Я испытала бесконечную боль. Перестанет ли когда-нибудь страдать этот народ? Как они все умудрялись выживать в этой бесчеловечной обстановке да еще держаться так достойно и сохранить способность смеяться по любому поводу? Как и Джамиля, они стерли свои воспоминания, чтобы начать жить. Я прижала ее к себе, чтобы отогреть. Я хотела бы утешить ее словами сочувствия, нежными как мед. Но вместо этого неожиданно для себя сказала: «Джамиля, ты сильная, как мужчина. Никогда не подумаешь, что ты — беззащитная женщина».
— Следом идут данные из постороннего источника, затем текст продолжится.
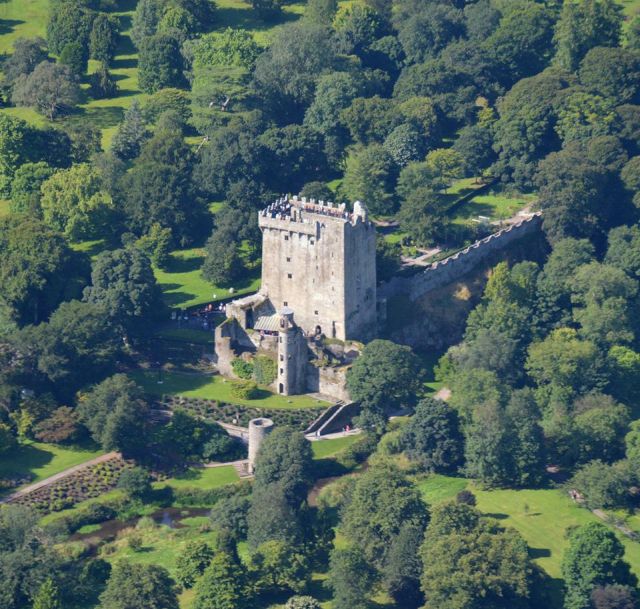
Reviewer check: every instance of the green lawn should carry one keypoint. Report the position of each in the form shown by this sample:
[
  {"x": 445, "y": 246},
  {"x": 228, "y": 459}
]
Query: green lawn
[
  {"x": 183, "y": 285},
  {"x": 202, "y": 478},
  {"x": 40, "y": 461},
  {"x": 541, "y": 516},
  {"x": 21, "y": 18},
  {"x": 28, "y": 18},
  {"x": 160, "y": 544},
  {"x": 323, "y": 449},
  {"x": 187, "y": 335},
  {"x": 215, "y": 387},
  {"x": 496, "y": 206}
]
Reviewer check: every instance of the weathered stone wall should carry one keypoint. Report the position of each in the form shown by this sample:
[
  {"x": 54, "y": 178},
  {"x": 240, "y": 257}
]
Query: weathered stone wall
[
  {"x": 437, "y": 319},
  {"x": 328, "y": 381},
  {"x": 451, "y": 269}
]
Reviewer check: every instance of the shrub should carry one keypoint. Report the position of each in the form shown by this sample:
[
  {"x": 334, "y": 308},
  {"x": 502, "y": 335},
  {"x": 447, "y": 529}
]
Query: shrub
[
  {"x": 244, "y": 390},
  {"x": 136, "y": 482},
  {"x": 264, "y": 370},
  {"x": 242, "y": 369},
  {"x": 358, "y": 452},
  {"x": 134, "y": 541}
]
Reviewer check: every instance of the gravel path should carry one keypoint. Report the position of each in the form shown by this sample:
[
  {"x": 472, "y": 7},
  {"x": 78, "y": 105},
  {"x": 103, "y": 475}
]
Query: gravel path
[{"x": 59, "y": 476}]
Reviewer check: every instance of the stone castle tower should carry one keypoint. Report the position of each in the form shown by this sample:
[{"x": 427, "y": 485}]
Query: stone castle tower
[
  {"x": 318, "y": 280},
  {"x": 319, "y": 261}
]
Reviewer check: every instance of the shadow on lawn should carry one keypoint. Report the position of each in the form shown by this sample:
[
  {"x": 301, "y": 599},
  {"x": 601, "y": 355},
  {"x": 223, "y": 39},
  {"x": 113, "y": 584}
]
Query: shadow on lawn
[
  {"x": 8, "y": 25},
  {"x": 171, "y": 384},
  {"x": 175, "y": 298},
  {"x": 178, "y": 264},
  {"x": 127, "y": 63},
  {"x": 23, "y": 459}
]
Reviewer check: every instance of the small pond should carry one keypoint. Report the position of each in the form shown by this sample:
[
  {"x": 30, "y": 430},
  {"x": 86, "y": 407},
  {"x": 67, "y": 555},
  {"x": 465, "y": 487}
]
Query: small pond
[{"x": 170, "y": 517}]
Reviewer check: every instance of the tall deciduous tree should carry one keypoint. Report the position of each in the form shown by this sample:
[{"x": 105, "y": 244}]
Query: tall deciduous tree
[
  {"x": 38, "y": 269},
  {"x": 222, "y": 585},
  {"x": 104, "y": 38},
  {"x": 432, "y": 437},
  {"x": 115, "y": 413},
  {"x": 385, "y": 375},
  {"x": 351, "y": 577},
  {"x": 383, "y": 501},
  {"x": 123, "y": 282},
  {"x": 286, "y": 73},
  {"x": 160, "y": 64},
  {"x": 160, "y": 190},
  {"x": 594, "y": 558},
  {"x": 76, "y": 347},
  {"x": 74, "y": 203},
  {"x": 585, "y": 25}
]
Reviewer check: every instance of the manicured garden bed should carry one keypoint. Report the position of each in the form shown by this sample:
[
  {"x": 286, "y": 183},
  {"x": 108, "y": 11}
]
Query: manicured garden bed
[
  {"x": 216, "y": 388},
  {"x": 85, "y": 484},
  {"x": 241, "y": 415},
  {"x": 34, "y": 461}
]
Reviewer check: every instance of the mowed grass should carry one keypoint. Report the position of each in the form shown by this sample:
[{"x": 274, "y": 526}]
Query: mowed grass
[
  {"x": 161, "y": 545},
  {"x": 39, "y": 461},
  {"x": 28, "y": 18},
  {"x": 22, "y": 18},
  {"x": 183, "y": 285},
  {"x": 542, "y": 516},
  {"x": 216, "y": 387},
  {"x": 204, "y": 478},
  {"x": 323, "y": 449}
]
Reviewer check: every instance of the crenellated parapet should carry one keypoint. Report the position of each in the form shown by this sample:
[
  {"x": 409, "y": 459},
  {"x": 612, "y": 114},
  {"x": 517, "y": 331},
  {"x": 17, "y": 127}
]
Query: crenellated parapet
[{"x": 455, "y": 266}]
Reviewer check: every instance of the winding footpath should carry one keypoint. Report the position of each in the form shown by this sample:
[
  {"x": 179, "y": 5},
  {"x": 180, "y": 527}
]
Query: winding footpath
[{"x": 59, "y": 476}]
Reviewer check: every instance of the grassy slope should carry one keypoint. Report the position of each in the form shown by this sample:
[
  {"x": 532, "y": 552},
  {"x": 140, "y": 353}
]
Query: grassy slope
[
  {"x": 184, "y": 286},
  {"x": 323, "y": 449},
  {"x": 40, "y": 460},
  {"x": 202, "y": 478},
  {"x": 215, "y": 388},
  {"x": 541, "y": 516},
  {"x": 162, "y": 545}
]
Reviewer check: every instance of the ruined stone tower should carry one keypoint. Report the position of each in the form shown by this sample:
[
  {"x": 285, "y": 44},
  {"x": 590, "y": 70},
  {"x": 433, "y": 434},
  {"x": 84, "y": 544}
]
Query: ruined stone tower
[
  {"x": 318, "y": 281},
  {"x": 318, "y": 260}
]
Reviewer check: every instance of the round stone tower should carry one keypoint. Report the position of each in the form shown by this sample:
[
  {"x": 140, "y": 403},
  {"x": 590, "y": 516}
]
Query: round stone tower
[
  {"x": 286, "y": 353},
  {"x": 259, "y": 429}
]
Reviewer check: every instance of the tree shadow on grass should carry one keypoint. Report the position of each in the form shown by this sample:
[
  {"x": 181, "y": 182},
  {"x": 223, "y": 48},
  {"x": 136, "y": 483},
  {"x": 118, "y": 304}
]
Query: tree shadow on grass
[
  {"x": 178, "y": 264},
  {"x": 189, "y": 474},
  {"x": 23, "y": 459},
  {"x": 175, "y": 298},
  {"x": 127, "y": 63},
  {"x": 240, "y": 18},
  {"x": 122, "y": 6},
  {"x": 539, "y": 552},
  {"x": 8, "y": 25},
  {"x": 497, "y": 516}
]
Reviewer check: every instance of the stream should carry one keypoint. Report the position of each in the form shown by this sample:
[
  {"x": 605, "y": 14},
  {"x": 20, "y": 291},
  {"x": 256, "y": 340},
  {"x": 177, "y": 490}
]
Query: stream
[{"x": 169, "y": 517}]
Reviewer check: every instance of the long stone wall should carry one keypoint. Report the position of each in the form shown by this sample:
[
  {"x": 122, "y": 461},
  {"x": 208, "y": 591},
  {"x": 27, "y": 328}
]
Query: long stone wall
[{"x": 459, "y": 264}]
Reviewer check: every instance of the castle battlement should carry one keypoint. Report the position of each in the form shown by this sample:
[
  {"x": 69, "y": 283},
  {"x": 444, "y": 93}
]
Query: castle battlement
[{"x": 303, "y": 211}]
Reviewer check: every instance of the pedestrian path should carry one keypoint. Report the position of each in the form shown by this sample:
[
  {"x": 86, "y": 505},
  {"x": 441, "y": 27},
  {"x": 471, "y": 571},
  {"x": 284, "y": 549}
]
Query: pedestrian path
[{"x": 59, "y": 476}]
Во времена своего расцвета (до советского вторжения) Джелалабад привлекал богатых кабульцев, которые приезжали сюда, спасаясь от зимних ледяных ветров. Уже в пригороде цветущие магнолии окаймляли широкие асфальтовые аллеи, зигзагом ехали рикши, звоня в свои колокольчики, белые дома скрывались под сенью бугенвиллий. Ветер приносил аромат кипарисов и сладкий запах сахарного тростника, который выращивали на близлежащих полях. Эта идиллическая картина была искажена постоянными набегами в советскую эпоху, гражданской войной и талибским режимом. Джелалабад, в который мы въехали тем декабрьским утром, был городом, в котором кипела жизнь, но мало зданий сохранилось в прежнем состоянии.
Прежде чем покинуть Кабул, я попросила помощи у Бабрака, главы совета по делам племен. Он был совершенно очарователен в своем кокетливо уложенном тюрбане а-ля Мазар-е-Шариф. Он великолепно говорил по-французски, поскольку учился в Сорбонне. И поэтому он был рад помочь француженке. Но я не должна была обольщаться. Он дал мне понять, что в восточных зонах, на пуштунских землях, где я хотела снимать, у населения остро развито чувство независимости. К тому же все зависит от рекомендаций, полученных из Кабула, и настроения местной администрации. В нашем случае речь шла о главе регионального комитета по делам племен Шахзаде Моманд-Хане. Он представлял одновременно и правительство, и племена, которые населяли провинцию.